Gott spricht: Ich will dem Durstigen geben von der Quelle des lebendigen Wassers umsonst.
Offenbarung 21,6
Von meiner ersten Klettertour sind mir drei Ratschläge des Bergführers in Erinnerung: „Wir rennen nicht, nehmen keine Abkürzung und trinken nur in festgelegten Pausen!“ Je höher die Sonne stieg, desto schweißtreibender wurde die Aktion. Mein Durst wurde immer heftiger! Am Gipfelkreuz ausruhen und endlich trinken zu können, war ein großartiges Gefühl! Und das bei dem Panoramablick von oben…

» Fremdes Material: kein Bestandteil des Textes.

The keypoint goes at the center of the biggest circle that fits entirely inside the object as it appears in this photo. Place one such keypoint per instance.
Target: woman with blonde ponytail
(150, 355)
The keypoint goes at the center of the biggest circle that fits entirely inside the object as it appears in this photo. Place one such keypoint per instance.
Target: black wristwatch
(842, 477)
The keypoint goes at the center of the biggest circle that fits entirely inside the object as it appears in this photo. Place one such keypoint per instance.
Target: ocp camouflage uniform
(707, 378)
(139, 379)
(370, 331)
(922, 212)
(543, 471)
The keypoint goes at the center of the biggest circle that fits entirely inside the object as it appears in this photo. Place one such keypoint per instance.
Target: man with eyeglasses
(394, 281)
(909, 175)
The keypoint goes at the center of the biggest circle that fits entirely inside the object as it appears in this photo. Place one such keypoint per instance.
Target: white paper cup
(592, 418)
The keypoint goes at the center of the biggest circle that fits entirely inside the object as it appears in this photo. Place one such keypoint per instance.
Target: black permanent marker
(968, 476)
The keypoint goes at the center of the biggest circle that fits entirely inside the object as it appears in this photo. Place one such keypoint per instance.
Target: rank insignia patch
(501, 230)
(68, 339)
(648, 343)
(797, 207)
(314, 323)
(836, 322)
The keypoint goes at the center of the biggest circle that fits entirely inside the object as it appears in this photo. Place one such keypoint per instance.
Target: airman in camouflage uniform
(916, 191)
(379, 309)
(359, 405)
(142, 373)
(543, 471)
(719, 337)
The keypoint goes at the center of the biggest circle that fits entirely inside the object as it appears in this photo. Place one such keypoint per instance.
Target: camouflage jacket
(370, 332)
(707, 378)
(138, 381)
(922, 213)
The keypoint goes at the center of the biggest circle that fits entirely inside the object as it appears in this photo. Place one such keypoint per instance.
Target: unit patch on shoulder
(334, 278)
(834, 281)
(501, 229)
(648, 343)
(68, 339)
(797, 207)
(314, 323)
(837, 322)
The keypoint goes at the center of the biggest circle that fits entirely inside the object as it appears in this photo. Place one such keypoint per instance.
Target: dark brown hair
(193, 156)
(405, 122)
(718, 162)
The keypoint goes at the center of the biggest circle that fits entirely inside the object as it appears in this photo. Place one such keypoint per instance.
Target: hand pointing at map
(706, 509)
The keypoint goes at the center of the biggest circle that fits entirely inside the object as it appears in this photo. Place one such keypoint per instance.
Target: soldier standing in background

Im letzten Buch der Bibel, der Offenbarung, gewährt uns der Seher Johannes den Ausschnitt eines Panoramablicks auf das himmlische Jerusalem. Bei allem Geheimnisvollen bergen die Worte der Offenbarung zutiefst menschliche Sehnsüchte. Johannes spannt einen Bogen von den ersten bis zu den letzten Seiten der Bibel. Dazwischen liegt die Geschichte Gottes mit uns Menschen. Eine Heilsgeschichte, deren Anfang und Ziel in Gott selber begründet liegen. ER allein ist der Garant dafür, dass die Geschichte aller, die seine Worte hören und bewahren, auch meine ganz persönliche Geschichte, zu einem guten Ende kommt. Sein Wort ist immer zugleich Tat. So auch sein Angebot:
„Ich will dem Durstigen geben von der Quelle des lebendigen Wassers umsonst.“
Wissen wir, was es heißt, durstig zu sein? Der Zugang zu sauberem Wasser ist ein Menschenrecht. Trotzdem sterben jährlich über drei Millionen Menschen, alle zwanzig Sekunden ein Kind, an unzureichender Wasserversorgung. Unvorstellbar! Noch unvorstellbarer wäre es allerdings, wenn Menschen in gefährdeten Regionen das Angebot frischen Wassers ablehnten. Sie stehen Schlange mit ihren Krügen und Kanistern! Weil sie durstig sind und ohne frisches Wasser nicht überleben können.
Es geht um mehr als den Durst nach Wasser.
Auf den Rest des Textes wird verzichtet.